Python網絡爬蟲(十八)——Scrapy基本使用

原創

止步听风

2020-07-04 17:05

因爲 Scrapy 作爲爬蟲的一個工具來說功能比較強大，這裏會分幾篇文章來說明。

創建項目

Scrapy 的項目構建是通過終端完成的，在要放置項目的目錄下執行：

scrapy startproject projectname

此時就在終端當前的目錄下創建了名爲 projectname 的項目。

項目結構

項目構建後，會自動生成一系列文件，這些文件共同構成了該爬蟲項目，文件主要有：

items.py：用來存放爬蟲獲取的數據模型，也就是事先對數據結構進行定義
middlewares.py：用來存放 middlewares 的文件，包括 Downloader middlewares 和 Spider middlewares
pipelines.py：用來將 items.py 中的數據模型進行存儲
settings.py：爬蟲的配置信息(delay，pipeline，headers等)
scrapy.cfg：項目配置文件
spider 文件夾：爬蟲文件夾

創建爬蟲

雖然可以手動在 spider 下建立自己的爬蟲，但是 Scrapy 中也提供了命令能夠自動地生成爬蟲文件：

scrapy genspider spiderfilename domainname

spiderfilename：說明了爬蟲的文件名
domainname：則表示該爬蟲要爬取的域名，也就是說要爬取位於該域名下的資源

執行上述命令之後，會生成與名爲 spiderfilename 的 py 文件，文件中主要包含：

import scrapy

class spiderfilename(scrapy.Spider):
    name = 'spiderfilename'
    allowed_domains = ['domainname']
    start_urls = ['domainname']

    def parse(self, response):
        pass

上邊的程序就定義了一個爬蟲，Scrapy 中的爬蟲使用類實現，該類繼承自 scrapy.Spider，類中的數據成員和函數爲：

name：爬蟲名
allowed_domains：即創建爬蟲的域名，該爬蟲只會爬取該域名下的網頁
start_urls：爬蟲開始的 url，其實不一定是 domainname，但一定是 domainname 下的網頁
parse：根據 Scrapy 的框架，Engine 會將 Downloader 返回的響應數據返回給 Spider 解析，而爬蟲再將數據傳遞給 parse 方法。同樣從 Scrapy 的框架來看，該函數的作用主要爲：提取數據和生成下一個請求

爬蟲構建完成之後，需要在終端執行命令來運行程序：

scrapy crawl spidername

通過上邊的命令能夠執行名爲 spidername 的爬蟲，但每次運行爬蟲如果都需要在終端中執行命令的話，不斷進行界面切換和代碼調試都會顯得比較麻煩，因此可以選擇在項目目錄下構建 py 文件，然後使用 cmdline 模塊直接運行：

from scrapy import cmdline

cmdline.execute("scrapy crawl spidername".split())

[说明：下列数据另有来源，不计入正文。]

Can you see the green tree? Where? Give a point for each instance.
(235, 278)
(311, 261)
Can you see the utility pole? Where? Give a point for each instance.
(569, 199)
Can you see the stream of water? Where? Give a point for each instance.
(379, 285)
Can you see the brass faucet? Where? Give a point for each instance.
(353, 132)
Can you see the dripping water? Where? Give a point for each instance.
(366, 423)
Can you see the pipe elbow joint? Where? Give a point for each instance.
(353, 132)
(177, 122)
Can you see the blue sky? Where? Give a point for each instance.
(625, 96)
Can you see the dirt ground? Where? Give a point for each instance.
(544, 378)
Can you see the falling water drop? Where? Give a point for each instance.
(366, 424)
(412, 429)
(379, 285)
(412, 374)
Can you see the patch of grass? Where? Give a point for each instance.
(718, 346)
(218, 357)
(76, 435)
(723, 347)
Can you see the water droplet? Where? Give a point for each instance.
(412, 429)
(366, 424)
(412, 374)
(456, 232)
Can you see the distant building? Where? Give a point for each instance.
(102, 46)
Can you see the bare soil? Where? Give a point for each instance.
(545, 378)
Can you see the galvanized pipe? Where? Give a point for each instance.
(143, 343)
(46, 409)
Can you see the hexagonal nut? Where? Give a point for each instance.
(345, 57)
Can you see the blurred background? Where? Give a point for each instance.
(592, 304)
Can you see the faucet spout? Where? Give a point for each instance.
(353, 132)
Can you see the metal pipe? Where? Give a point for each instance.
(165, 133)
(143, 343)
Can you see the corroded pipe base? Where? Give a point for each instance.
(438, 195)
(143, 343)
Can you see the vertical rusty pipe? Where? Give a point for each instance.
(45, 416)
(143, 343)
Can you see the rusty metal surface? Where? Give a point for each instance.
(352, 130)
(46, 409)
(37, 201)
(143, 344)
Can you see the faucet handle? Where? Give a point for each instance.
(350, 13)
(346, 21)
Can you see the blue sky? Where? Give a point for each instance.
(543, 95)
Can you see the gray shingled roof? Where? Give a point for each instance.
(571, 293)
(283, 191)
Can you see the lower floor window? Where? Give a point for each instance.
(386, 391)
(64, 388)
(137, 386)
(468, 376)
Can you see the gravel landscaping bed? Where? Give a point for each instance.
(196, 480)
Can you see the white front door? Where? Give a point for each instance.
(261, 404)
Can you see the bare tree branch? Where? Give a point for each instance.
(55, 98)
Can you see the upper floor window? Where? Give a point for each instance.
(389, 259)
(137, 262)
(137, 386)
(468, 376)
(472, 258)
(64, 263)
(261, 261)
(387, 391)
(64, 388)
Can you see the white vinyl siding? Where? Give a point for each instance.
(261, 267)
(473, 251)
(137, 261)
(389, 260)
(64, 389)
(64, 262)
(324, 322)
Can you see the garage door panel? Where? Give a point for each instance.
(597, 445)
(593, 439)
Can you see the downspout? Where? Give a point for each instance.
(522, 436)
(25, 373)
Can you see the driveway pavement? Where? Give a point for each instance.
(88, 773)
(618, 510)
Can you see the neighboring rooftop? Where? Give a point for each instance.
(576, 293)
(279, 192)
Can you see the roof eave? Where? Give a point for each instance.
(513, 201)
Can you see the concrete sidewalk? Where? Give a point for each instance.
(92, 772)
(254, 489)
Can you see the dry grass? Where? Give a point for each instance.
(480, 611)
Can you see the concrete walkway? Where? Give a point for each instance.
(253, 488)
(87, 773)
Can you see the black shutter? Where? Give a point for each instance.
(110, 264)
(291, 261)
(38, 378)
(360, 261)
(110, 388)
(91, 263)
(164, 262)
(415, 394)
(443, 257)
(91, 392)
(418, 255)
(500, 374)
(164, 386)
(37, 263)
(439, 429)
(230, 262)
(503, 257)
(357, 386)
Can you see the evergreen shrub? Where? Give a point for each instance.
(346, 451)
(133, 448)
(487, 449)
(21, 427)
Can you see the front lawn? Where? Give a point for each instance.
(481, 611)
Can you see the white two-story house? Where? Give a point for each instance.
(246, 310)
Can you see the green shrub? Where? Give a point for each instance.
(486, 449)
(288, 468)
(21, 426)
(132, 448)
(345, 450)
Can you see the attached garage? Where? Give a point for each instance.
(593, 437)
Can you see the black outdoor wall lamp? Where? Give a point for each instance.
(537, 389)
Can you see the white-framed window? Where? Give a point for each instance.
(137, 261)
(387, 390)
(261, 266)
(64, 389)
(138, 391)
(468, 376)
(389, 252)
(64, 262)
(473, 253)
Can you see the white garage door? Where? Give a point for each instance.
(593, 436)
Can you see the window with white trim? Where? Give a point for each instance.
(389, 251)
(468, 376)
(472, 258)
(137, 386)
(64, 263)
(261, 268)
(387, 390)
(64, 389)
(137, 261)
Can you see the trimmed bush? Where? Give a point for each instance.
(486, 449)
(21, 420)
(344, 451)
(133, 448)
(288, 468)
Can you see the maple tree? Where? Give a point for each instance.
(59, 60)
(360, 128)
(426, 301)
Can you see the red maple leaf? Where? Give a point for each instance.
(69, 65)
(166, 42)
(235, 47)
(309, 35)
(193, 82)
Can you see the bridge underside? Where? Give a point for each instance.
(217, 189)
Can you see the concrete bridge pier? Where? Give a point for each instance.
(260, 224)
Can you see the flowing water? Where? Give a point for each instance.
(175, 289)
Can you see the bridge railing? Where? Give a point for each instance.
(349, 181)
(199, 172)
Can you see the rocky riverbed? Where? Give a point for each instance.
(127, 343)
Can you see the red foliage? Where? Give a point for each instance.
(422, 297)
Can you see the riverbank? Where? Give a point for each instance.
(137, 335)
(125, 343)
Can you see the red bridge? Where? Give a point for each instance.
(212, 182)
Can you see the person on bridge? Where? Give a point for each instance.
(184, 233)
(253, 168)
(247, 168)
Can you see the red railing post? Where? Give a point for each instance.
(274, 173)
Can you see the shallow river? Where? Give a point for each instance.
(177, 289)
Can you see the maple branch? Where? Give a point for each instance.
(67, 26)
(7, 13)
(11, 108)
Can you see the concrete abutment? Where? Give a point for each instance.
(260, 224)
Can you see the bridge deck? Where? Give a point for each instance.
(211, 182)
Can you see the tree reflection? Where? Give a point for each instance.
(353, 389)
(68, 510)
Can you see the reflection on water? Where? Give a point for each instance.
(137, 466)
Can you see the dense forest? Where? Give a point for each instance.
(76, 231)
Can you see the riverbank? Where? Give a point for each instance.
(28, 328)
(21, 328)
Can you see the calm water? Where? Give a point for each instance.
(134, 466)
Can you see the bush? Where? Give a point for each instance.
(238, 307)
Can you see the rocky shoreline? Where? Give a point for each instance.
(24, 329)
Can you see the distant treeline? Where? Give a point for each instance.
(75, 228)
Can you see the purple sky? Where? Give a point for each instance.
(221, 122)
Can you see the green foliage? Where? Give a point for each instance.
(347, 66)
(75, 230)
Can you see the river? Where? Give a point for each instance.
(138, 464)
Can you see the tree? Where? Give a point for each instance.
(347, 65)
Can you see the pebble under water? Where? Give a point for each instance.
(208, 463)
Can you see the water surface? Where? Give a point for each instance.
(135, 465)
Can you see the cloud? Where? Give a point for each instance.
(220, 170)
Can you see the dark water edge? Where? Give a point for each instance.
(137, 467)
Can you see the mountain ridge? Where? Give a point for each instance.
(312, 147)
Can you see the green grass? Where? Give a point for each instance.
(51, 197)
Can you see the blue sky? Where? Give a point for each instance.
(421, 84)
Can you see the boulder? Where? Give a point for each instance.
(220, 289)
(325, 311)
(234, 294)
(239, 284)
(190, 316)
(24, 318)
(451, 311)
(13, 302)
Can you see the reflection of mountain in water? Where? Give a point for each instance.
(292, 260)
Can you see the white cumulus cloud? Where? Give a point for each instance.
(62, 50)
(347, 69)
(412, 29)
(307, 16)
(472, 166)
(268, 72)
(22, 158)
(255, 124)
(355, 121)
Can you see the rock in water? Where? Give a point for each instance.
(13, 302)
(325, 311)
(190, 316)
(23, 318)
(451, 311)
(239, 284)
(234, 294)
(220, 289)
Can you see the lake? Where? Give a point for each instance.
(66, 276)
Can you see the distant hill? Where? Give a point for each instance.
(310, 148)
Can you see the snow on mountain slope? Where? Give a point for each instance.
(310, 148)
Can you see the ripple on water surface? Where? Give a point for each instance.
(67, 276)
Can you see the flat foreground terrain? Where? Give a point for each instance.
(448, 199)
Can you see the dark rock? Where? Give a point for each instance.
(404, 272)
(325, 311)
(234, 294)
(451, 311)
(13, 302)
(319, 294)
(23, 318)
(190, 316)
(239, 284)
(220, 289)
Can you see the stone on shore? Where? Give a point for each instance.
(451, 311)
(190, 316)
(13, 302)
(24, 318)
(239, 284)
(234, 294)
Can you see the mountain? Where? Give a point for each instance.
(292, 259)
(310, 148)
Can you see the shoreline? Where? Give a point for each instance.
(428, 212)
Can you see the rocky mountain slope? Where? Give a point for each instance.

這樣就省掉了界面切換的步驟，也提高了代碼調試的效率。

settings.py

該文件中包含了關於爬蟲的一些設置，這裏有幾個選項需要進行設置：

ROBOTSTXT_OBEY：設置爲 False，否則爲 True。True 表示遵守機器協議，此時爬蟲會首先找 robots.txt 文件，如果找不到則會停止
DEFAULT_REQUEST_HEADERS：默認請求頭，可以在其中添加 User-Agent，表示該請求是從瀏覽器發出的，而不是爬蟲
DOWNLOAD_DELAY：表示下載的延遲，防止過快
ITEM_PIPELINES：啓用 pipelines.py

spiders

spiders 文件夾中的文件內容爲：

# -*- coding: utf-8 -*-
import scrapy
from base.items import BaseItem


class QsbkSpider(scrapy.Spider):
    name = 'qsbk_spider'
    allowed_domains = ['www.qiushibaike.com']
    start_urls = ['http://www.qiushibaike.com/text/page/1/']
    base_url = 'http://www.qiushibaike.com'

    def parse(self, response):
        res_parse = response.xpath("//div[@class='col1 old-style-col1']/div")
        for res in res_parse:
            author = res.xpath("./div[@class='author clearfix']//img/@alt").get()
            content = res.xpath(".//div[@class='content']//text()").getall()
            content = ''.join(content).replace('\n','')
            item = BaseItem(author=author,content=content)
            yield item

        next_url = self.base_url+response.xpath("//ul[@class='pagination']/li[last()]/a/@href").get()
        if not next_url:
            return
        else:
            yield scrapy.Request(next_url,callback=self.parse)

上邊的程序主要分爲兩部分：

for 循環內部爲解析 response，該 response 來自 Downloader，然後將生成的 item 傳遞到 pipelines.py
for 循環後的內容爲生成下一個請求，然後通過 scrapy.Request 繼續回調到 parse

items.py

# -*- coding: utf-8 -*-

# Define here the models for your scraped items
#
# See documentation in:
# https://docs.scrapy.org/en/latest/topics/items.html

import scrapy


class BaseItem(scrapy.Item):
    # define the fields for your item here like:
    # name = scrapy.Field()
    author = scrapy.Field()
    content = scrapy.Field()

該文件中定義了數據模型，對應的是從 spider 中傳回的 item。

pipelines.py

# -*- coding: utf-8 -*-

# Define your item pipelines here
#
# Don't forget to add your pipeline to the ITEM_PIPELINES setting
# See: https://docs.scrapy.org/en/latest/topics/item-pipeline.html
from scrapy.exporters import JsonLinesItemExporter


class BasePipeline(object):
    def __init__(self):
        self.fp = open('joke.json','wb')
        self.exporter = JsonLinesItemExporter(self.fp,ensure_ascii=False,encoding='utf-8')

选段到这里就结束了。